I went back next door and Mrs. Trent said Arch hadn’t come yet and hadn’t called. But jus
t as I was going down the steps of the front porch his Chevvie convertible drove up and parked in front of the house. He saw me coming and waited behind the wheel.
CHAPTER 3
HE said, “Hi, anything special on your mind?”
“It’s still an aching void,” I told him, “but I’m beginning to put things into a few of the corners. Right now I’ve misplaced a Lincoln coupe somewhere. Can you enlighten me?”
“Oh, Lord, did I forget to mention that?”
“You forgot to mention. What happened to it? Or have I still got it?”

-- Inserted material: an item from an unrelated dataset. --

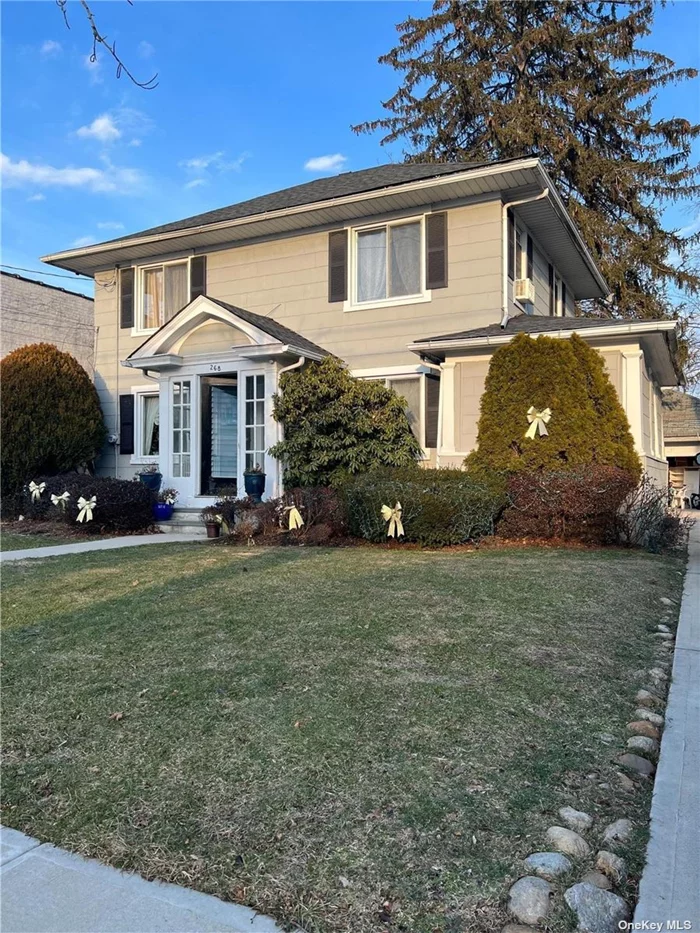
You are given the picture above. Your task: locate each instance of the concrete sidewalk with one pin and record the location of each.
(670, 885)
(47, 890)
(107, 544)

“You still have it, but there’s some repair work being done. Listen, it might be ready by now. Get in and we’ll find out.”

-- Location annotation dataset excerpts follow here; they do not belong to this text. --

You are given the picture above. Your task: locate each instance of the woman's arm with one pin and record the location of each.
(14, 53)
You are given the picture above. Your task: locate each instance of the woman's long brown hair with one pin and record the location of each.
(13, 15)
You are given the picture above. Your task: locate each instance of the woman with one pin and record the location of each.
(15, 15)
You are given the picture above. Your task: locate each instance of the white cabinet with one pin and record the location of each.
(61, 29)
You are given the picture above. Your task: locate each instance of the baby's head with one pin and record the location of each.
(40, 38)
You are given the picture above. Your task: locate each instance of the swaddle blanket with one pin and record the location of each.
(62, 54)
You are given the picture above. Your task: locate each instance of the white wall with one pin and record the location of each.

It was good to know I still had a set of wheels to roll on, whether or not they were available at the moment. I walked around Arch’s convertible and got in.

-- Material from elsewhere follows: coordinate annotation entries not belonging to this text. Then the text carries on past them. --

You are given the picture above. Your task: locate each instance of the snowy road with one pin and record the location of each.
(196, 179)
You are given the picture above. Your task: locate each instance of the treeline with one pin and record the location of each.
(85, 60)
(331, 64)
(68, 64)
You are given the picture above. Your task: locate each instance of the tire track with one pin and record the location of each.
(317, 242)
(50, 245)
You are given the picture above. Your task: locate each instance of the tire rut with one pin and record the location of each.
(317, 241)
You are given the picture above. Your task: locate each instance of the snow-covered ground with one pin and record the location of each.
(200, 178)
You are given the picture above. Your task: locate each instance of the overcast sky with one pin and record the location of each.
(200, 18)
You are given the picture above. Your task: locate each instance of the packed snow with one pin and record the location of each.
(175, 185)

You’d never guess to see us together that Arch and I are half brothers. There may be a slight facial resemblance, but you’d have to look for it. Aside from that, no resemblance at all. He’s heavy, stocky, built like a wrestler, and I’m on the wiry side. He has blond hair to my dark brown, and he wears his cut short and sticking straight up. He still—at thirty-three—dresses like Joe College and he has a baby face and big eyes that make him look five years younger than I instead of five years older.
He started the engine and said, “Sure, Rod, you’ve got a coupe—and I’m sorry I forgot to mention it. So much other stuff to tell you. It’s around at Berkley Motors; we’ll see about it right now.”
“What happened to it? Did I wreck it?”
“No, you weren’t even in it—somebody sideswiped it when it was parked at the curb about a week ago. Dented the door and crumpled a fender and took off some paint. No damage to the car itself, just some body work—and you decided instead of trying to touch up the paint where it was scraped off, you’d have a whole new paint job. I think you told me it was going to take about a week, and it’s about that now.”